Page 19 of A Fake Betrothal for the Duke

Page List
Font Size:

‘Why was your first Season so bad?’

Margaret huffed out a sigh.

‘If you don’t wish to tell me, that is perfectly all right.’

‘No, it’s not that. It’s just a tedious story that has probably been told many a time before.’

He waited. Margaret was unsure that she wanted to reveal anything about her past, although she did want him to know what being out in Society was like for a debutante, something he not only did not understand but saw as a source of amusement and ridicule.

She took a deep breath and plunged on before she could falter. ‘I thought I had fallen in love,’ she said matter-of-factly, as if this was not the most devastating thing that had happened to her. ‘I actually thought Cupid’s arrow really had struck me and I had fallen in love at first sight, just as you described it to Lady Chedmore.’

‘And?’

‘The man was…’ She hesitated. ‘The man was a charmer, a notorious rake and someone who took pleasure in seducing debutantes.’

She felt him stiffen beside her.

‘But don’t worry.

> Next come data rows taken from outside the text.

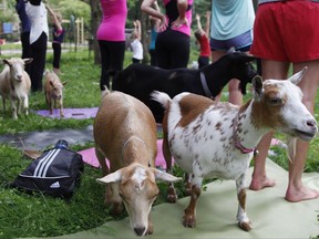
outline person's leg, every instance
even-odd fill
[[[60,74],[60,60],[61,60],[61,44],[60,43],[52,43],[53,48],[53,71],[56,74]]]
[[[110,89],[110,52],[106,41],[99,40],[100,54],[101,54],[101,76],[100,76],[100,90],[103,92],[106,85]]]
[[[169,69],[187,67],[191,49],[189,37],[181,32],[172,31],[172,43],[169,49]]]
[[[125,41],[111,42],[111,75],[113,79],[123,70],[124,56],[125,56]]]
[[[218,61],[225,54],[226,54],[225,51],[212,50],[212,63]],[[223,92],[223,90],[222,90],[222,92]],[[216,102],[220,101],[222,92],[215,97]]]
[[[33,52],[33,61],[31,62],[31,89],[33,92],[42,91],[42,77],[45,69],[45,56],[47,56],[47,42],[48,37],[43,32],[41,37],[31,44]]]
[[[294,73],[301,71],[303,66],[308,66],[308,70],[299,83],[299,86],[303,93],[303,104],[313,114],[315,100],[319,86],[319,61],[294,64]],[[319,191],[303,186],[301,181],[309,142],[297,139],[296,147],[295,158],[291,158],[291,162],[289,162],[289,183],[286,191],[286,200],[300,201],[318,198]]]
[[[289,63],[261,60],[261,67],[264,80],[284,80],[287,79]],[[249,186],[251,190],[260,190],[265,187],[272,187],[276,185],[276,181],[268,178],[266,174],[266,158],[268,156],[272,135],[272,132],[265,134],[257,146],[259,154],[255,156],[255,167],[251,176],[251,183]]]
[[[169,69],[169,52],[167,50],[169,43],[169,35],[166,32],[158,33],[155,42],[155,51],[157,55],[157,66],[161,69]]]

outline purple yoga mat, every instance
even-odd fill
[[[64,108],[64,118],[92,118],[95,117],[99,107],[92,108]],[[48,110],[37,111],[37,114],[44,117],[60,118],[60,110],[54,108],[53,114],[50,115]]]

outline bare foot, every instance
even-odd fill
[[[310,200],[319,198],[319,191],[312,188],[302,186],[301,189],[288,187],[285,199],[291,202],[298,202],[302,200]]]
[[[274,187],[276,185],[275,179],[270,179],[267,177],[260,177],[260,178],[254,178],[251,179],[251,183],[249,185],[250,190],[261,190],[266,187]]]

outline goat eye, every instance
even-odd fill
[[[280,97],[272,97],[272,98],[269,100],[269,103],[271,105],[280,105],[280,104],[282,104],[282,101],[281,101]]]

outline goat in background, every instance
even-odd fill
[[[31,80],[24,71],[24,65],[33,59],[11,58],[0,62],[6,64],[0,73],[0,95],[2,96],[3,112],[6,111],[6,100],[10,100],[12,118],[18,119],[18,114],[23,111],[29,114],[29,92]]]

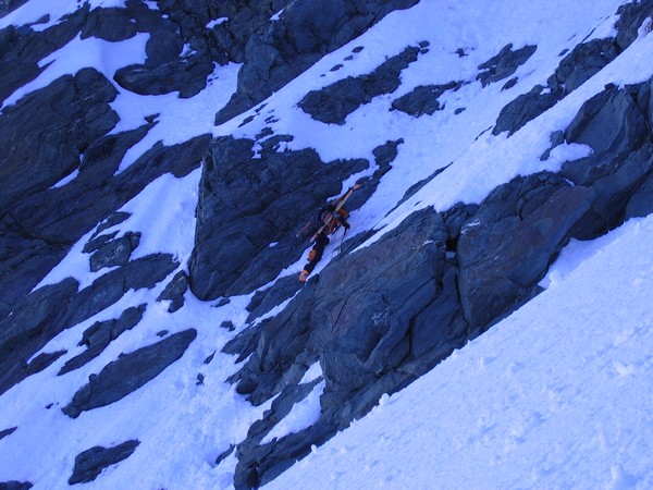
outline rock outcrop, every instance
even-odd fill
[[[215,123],[221,124],[256,106],[390,12],[416,3],[417,0],[289,2],[278,20],[247,40],[238,89],[218,112]]]
[[[564,133],[594,154],[562,174],[497,187],[478,207],[424,209],[381,240],[340,255],[276,317],[226,346],[247,358],[230,381],[272,408],[237,445],[234,485],[273,479],[297,457],[395,392],[541,290],[571,238],[595,237],[651,199],[651,82],[588,100]],[[602,135],[611,134],[606,138]],[[629,206],[631,199],[636,204]],[[383,284],[383,287],[379,287]],[[298,384],[320,363],[320,419],[263,442],[276,420],[315,388]]]
[[[140,444],[139,441],[131,440],[113,448],[90,448],[77,454],[73,475],[69,478],[69,483],[88,483],[95,480],[102,473],[102,469],[130,457],[136,451],[138,444]]]
[[[82,412],[124,399],[182,357],[196,336],[194,329],[186,330],[119,357],[98,375],[90,376],[88,384],[75,393],[62,412],[77,418]]]

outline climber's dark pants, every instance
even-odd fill
[[[315,252],[313,257],[308,261],[306,266],[304,266],[304,270],[306,270],[309,274],[313,271],[318,262],[322,259],[322,254],[324,253],[324,247],[329,243],[329,236],[326,233],[320,233],[316,238],[316,244],[312,249]]]

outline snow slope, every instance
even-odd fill
[[[653,217],[266,488],[653,487]],[[595,248],[594,248],[595,247]]]
[[[121,91],[114,102],[122,120],[120,131],[134,127],[144,115],[160,112],[160,124],[126,155],[121,169],[159,139],[173,144],[210,132],[254,137],[267,125],[275,134],[295,137],[287,148],[313,147],[324,161],[373,160],[373,148],[401,137],[405,143],[393,170],[352,217],[355,230],[384,232],[420,207],[444,210],[459,200],[478,203],[516,175],[555,171],[565,160],[588,155],[588,147],[568,146],[558,148],[547,161],[540,160],[550,147],[550,134],[564,128],[606,83],[637,83],[653,74],[653,36],[642,36],[600,74],[510,138],[489,133],[479,137],[508,101],[545,82],[564,49],[588,36],[609,35],[620,3],[422,0],[414,9],[389,15],[325,57],[273,95],[261,115],[242,127],[241,122],[254,111],[222,126],[212,125],[214,112],[235,87],[235,66],[217,68],[215,83],[192,99],[136,96],[116,86]],[[33,22],[46,10],[54,22],[69,8],[73,9],[74,2],[62,4],[57,14],[53,4],[46,9],[44,2],[32,0],[1,20],[0,26]],[[560,15],[563,11],[565,15]],[[430,42],[430,50],[403,72],[397,93],[375,98],[344,125],[313,121],[296,106],[307,91],[369,73],[386,57],[423,40]],[[82,66],[75,61],[79,59],[111,79],[121,66],[141,60],[144,41],[135,38],[110,49],[103,41],[77,41],[84,56],[71,57],[64,48],[51,57],[59,61],[51,65],[52,71],[41,74],[47,78],[35,81],[25,90],[47,85],[54,73],[74,73]],[[515,87],[502,91],[500,83],[482,88],[476,81],[477,66],[508,42],[515,48],[535,44],[538,50],[518,69]],[[357,46],[365,49],[344,62],[342,70],[330,71]],[[466,57],[458,57],[459,48]],[[111,51],[109,61],[102,54],[107,49]],[[392,100],[415,86],[452,79],[466,85],[445,96],[445,110],[420,119],[389,112]],[[466,110],[456,115],[459,108]],[[264,123],[271,114],[275,122]],[[420,193],[387,215],[407,188],[449,163]],[[172,253],[185,268],[193,246],[198,180],[199,172],[194,172],[181,180],[165,175],[150,184],[125,206],[133,216],[114,228],[118,236],[140,232],[138,256]],[[160,207],[161,196],[167,196],[165,212]],[[369,417],[317,449],[270,488],[653,487],[649,442],[653,440],[652,238],[653,219],[648,218],[631,221],[592,244],[572,243],[544,282],[546,292],[403,392],[384,397]],[[82,253],[85,241],[73,247],[44,283],[72,275],[84,285],[106,272],[88,270],[88,256]],[[332,253],[328,250],[320,268]],[[299,268],[297,264],[284,273],[294,274]],[[0,481],[32,481],[36,489],[66,488],[74,458],[82,451],[138,439],[140,444],[132,456],[85,488],[231,486],[234,453],[219,465],[215,458],[242,441],[267,408],[252,407],[224,382],[238,366],[232,356],[220,353],[245,327],[245,307],[251,296],[232,297],[229,305],[217,307],[188,293],[186,305],[170,315],[165,304],[156,303],[164,283],[151,291],[131,292],[94,318],[70,326],[42,350],[66,348],[67,354],[0,396],[0,429],[17,428],[0,440]],[[88,365],[57,376],[66,360],[83,351],[71,346],[77,345],[86,328],[143,303],[149,306],[136,328]],[[221,329],[224,320],[233,321],[236,330]],[[74,420],[61,413],[88,376],[120,353],[156,342],[162,330],[175,333],[187,328],[195,328],[198,336],[186,354],[136,393]],[[318,370],[315,367],[307,381],[316,379]],[[202,375],[201,383],[198,375]],[[271,437],[300,430],[315,420],[322,388],[318,384]]]

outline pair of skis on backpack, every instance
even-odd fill
[[[299,233],[297,233],[297,237],[299,237],[308,229],[318,226],[318,229],[313,232],[312,236],[310,237],[310,243],[315,245],[308,253],[308,264],[299,273],[300,283],[305,283],[308,280],[308,275],[312,272],[317,262],[320,261],[322,253],[324,250],[324,245],[329,243],[328,235],[332,234],[335,230],[337,230],[340,225],[344,225],[345,229],[349,228],[348,223],[346,222],[348,213],[347,211],[345,211],[343,206],[347,201],[349,196],[354,194],[354,191],[356,191],[359,187],[360,184],[355,184],[354,186],[349,187],[349,189],[345,194],[335,199],[333,203],[329,204],[326,208],[322,208],[320,210],[317,222],[315,220],[309,221],[301,230],[299,230]]]
[[[332,226],[336,228],[335,224],[341,219],[338,216],[338,211],[344,206],[344,204],[347,201],[349,196],[352,194],[354,194],[354,191],[356,191],[359,187],[360,187],[360,184],[354,184],[352,187],[349,187],[349,189],[345,194],[343,194],[341,197],[338,197],[333,203],[331,203],[330,206],[333,207],[333,210],[325,212],[321,222],[318,221],[318,222],[320,222],[320,226],[310,237],[310,243],[313,243],[317,240],[318,235],[320,233],[322,233],[324,230],[331,230]],[[299,230],[299,232],[297,233],[297,237],[301,236],[311,226],[315,226],[315,221],[312,221],[312,220],[309,221],[308,223],[306,223],[306,225],[301,230]],[[328,233],[328,234],[331,234],[331,233]]]

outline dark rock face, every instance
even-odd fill
[[[618,32],[617,44],[624,50],[637,39],[637,30],[645,19],[653,16],[653,1],[632,1],[619,7],[617,13],[619,14],[619,20],[615,24]]]
[[[527,122],[551,109],[558,100],[558,94],[542,85],[535,85],[530,91],[518,96],[501,110],[492,134],[496,136],[504,131],[509,135],[515,133]]]
[[[652,85],[607,87],[553,138],[592,145],[591,157],[562,174],[515,179],[479,206],[411,215],[374,244],[347,248],[276,317],[230,342],[225,351],[247,359],[230,378],[237,392],[257,405],[276,396],[237,446],[234,486],[270,481],[529,301],[569,238],[595,237],[649,210]],[[262,443],[285,404],[310,391],[298,382],[316,362],[325,383],[320,419]]]
[[[459,89],[461,85],[460,82],[449,82],[444,85],[420,85],[405,96],[393,100],[392,108],[415,118],[424,114],[432,115],[435,111],[444,109],[438,99],[447,90]]]
[[[401,84],[402,71],[417,61],[419,52],[418,47],[406,48],[370,74],[349,76],[321,90],[309,91],[299,107],[317,121],[342,125],[347,115],[360,106],[371,102],[374,97],[395,91]]]
[[[196,336],[194,329],[185,330],[119,357],[98,375],[89,377],[88,384],[75,393],[73,401],[62,412],[71,418],[77,418],[82,412],[124,399],[181,358]]]
[[[276,393],[279,401],[300,400],[305,393],[295,391],[296,383],[320,360],[322,416],[306,431],[263,445],[269,422],[252,427],[238,445],[236,488],[246,488],[255,467],[262,483],[274,478],[310,444],[329,439],[467,339],[446,241],[441,215],[420,211],[374,245],[336,259],[262,327],[256,351],[232,379],[237,391],[255,404]]]
[[[2,3],[0,2],[0,12]],[[12,3],[19,7],[19,2],[10,2],[10,5]],[[46,69],[39,68],[38,62],[74,39],[87,14],[88,5],[84,5],[74,14],[67,15],[63,22],[41,33],[12,25],[0,29],[0,101],[35,79]]]
[[[218,112],[215,123],[254,107],[390,12],[416,3],[417,0],[289,2],[279,21],[247,40],[237,91]]]
[[[4,109],[0,118],[0,179],[12,185],[3,186],[0,194],[3,215],[22,196],[52,187],[79,166],[79,154],[118,122],[118,114],[109,107],[116,95],[103,75],[84,69]],[[39,118],[27,118],[25,112],[38,113]],[[19,132],[29,137],[20,137]]]
[[[582,226],[576,230],[580,238],[596,236],[626,217],[645,216],[651,209],[652,86],[649,81],[624,89],[606,87],[581,107],[565,131],[567,142],[584,143],[594,150],[590,157],[566,163],[562,171],[596,193]]]
[[[479,70],[482,71],[478,74],[477,79],[485,87],[492,83],[507,78],[520,65],[526,63],[537,49],[537,46],[525,46],[523,48],[513,50],[512,44],[504,46],[496,56],[479,64]]]
[[[102,469],[115,465],[132,455],[140,441],[131,440],[113,448],[95,446],[79,453],[75,457],[73,475],[69,478],[70,485],[88,483],[95,480]]]
[[[90,270],[97,272],[104,267],[124,266],[140,242],[140,233],[127,232],[124,236],[106,242],[90,257]]]
[[[572,90],[611,63],[637,38],[643,21],[653,15],[653,1],[631,2],[617,11],[616,38],[592,39],[577,45],[547,79],[546,87],[535,85],[529,93],[508,103],[498,115],[492,134],[513,134],[527,122],[555,106]]]
[[[221,137],[211,144],[199,189],[190,289],[202,299],[254,291],[297,260],[299,228],[367,160],[324,164],[312,149],[276,151],[263,142]],[[349,210],[354,209],[350,206]]]
[[[0,481],[0,489],[2,490],[28,490],[34,485],[28,481]]]
[[[0,393],[33,373],[27,359],[60,332],[111,306],[131,289],[152,287],[177,267],[170,255],[151,255],[108,272],[79,292],[77,281],[69,278],[27,295],[0,321]]]
[[[590,208],[591,191],[555,175],[533,175],[494,191],[463,226],[458,287],[465,318],[486,328],[532,294],[574,224]]]
[[[82,334],[78,345],[86,345],[88,350],[73,357],[63,365],[59,376],[78,369],[91,359],[99,356],[107,346],[118,339],[123,332],[133,329],[143,318],[147,305],[137,308],[127,308],[120,318],[108,321],[96,321]]]
[[[170,306],[168,307],[168,311],[174,313],[184,306],[184,293],[186,293],[187,290],[188,275],[186,275],[186,272],[180,271],[172,278],[172,281],[170,281],[161,292],[157,301],[169,301]]]
[[[576,90],[607,66],[623,49],[614,39],[592,39],[577,45],[549,78],[549,87],[560,98]]]

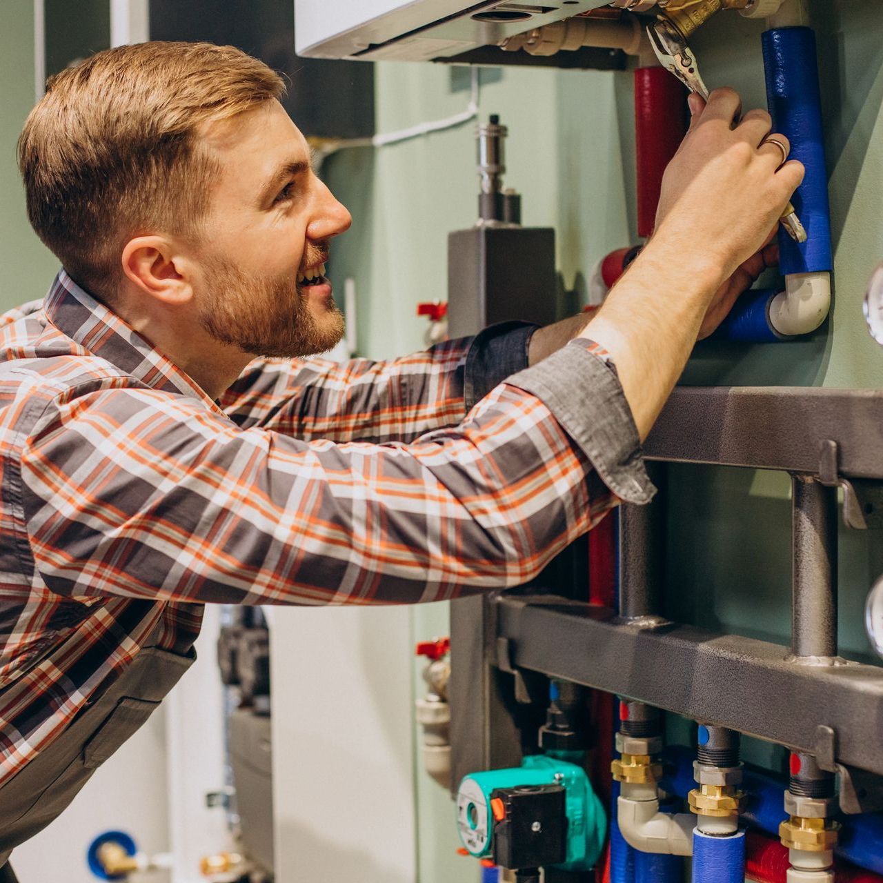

I saw through him before anything untoward happened. I remain completely respectable and still suitable for your purpose.’

Instead of causing him to relax, his body grew tenser. ‘Men like that should be horse-whipped.’

She looked up at him in disbelief. ‘What? Rakes? Seducers?’

‘Yes, men who prey on the innocent.’

‘Is that not a case of the pot calling the kettle black?’

He came to a halt and looked down at her, his jaw tense. ‘No matter what you may think of me, Miss Whitmore, I am not a seducer and until now have never been associated in any way whatsoever with a debutante.’

She noticed that he did not deny being a rake. But as that was well documented in those newspapers her father thought she did not read, it would be foolish to try and do so. And she would have to take his word regarding his claim not to be a seducer of the innocent. Not that it mattered because he most certainly would not get a chance to seduce her, even if he wanted to, which she had ample evidence to prove he did not.

‘So, what happened to this blaggard?’

‘Well, he did try to have his wicked way with me, as they say in all the best melodramas.’ She laughed off what had been far from funny at the time. ‘And let’s just say the man discovered a woman can sometimes wield a parasol as effectively as a fencer his sword.’

To prove her point, she gave a quick jab in the air with her closed parasol.

‘Good for you. But did your father not do anything about it? He’s already threatened to ruin me if I harm you. Surely he did the same with this scoundrel?’

‘At first, I chose not to tell Father, and he put my change in mood down to being thwarted in love, which in a way I suppose I had been. But when I saw the man behaving in the same solicitous manner towards another debutante I was so furious I told Father everything before he could cause further harm to another young lady.’

‘And?’

‘I’m not entirely sure what Father did, but no one saw…’ She paused, not wanting to mention that vile creature’s name. ‘No one saw him again during the Season as he had departed for Australia. I heard rumours that his eminently respectable family were so horrified at their son’s behaviour they sent him out there with instructions never to return. I believe in such cases the reprobate is paid to remain on the other side of the world, with the threat that the family will financially cut him off entirely if he ever sets foot in England again.’

‘Yes, remittance men, but such a fate is far better than he deserved,’ the Duke mumbled. ‘I am so sorry you went through such a terrible ordeal. Is that why you hate the Season so much, because you think all men are like that?’

She shrugged, not knowing the answer to that question.

‘That does make perfect sense,’ he said, as if to himself. ‘So why do you keep attending each Season? I would have thought no one could make a woman with your strength of character do anything she did not want to.’

Again, she shrugged, not entirely sure herself. ‘For a while I suppose I still foolishly lived in hope of meeting a man who would be all that I wanted in a husband.’ She huffed out a derisive laugh. ‘But mostly it’s because it’s just easier to go along with what Mama wants.’

She could have added that it did not take long for her foolish hope to be replaced by cynicism. Despite, or because of, her mother’s increasingly desperate efforts to find her a husband, no man showed any interest in her during her second Season. By the third Season she was well and truly confined to the wallflower corner and knew that was where she would find herself during her fourth.

‘Am I to assume you never told your mother about what happened?’

‘You assume correctly. While Father and I have a relationship based on honesty, with Mother things are slightly different and we do try to protect her. Although, because I never told her what really happened, Mother thinks it was all my fault and I allowed a suitable husband to get away.’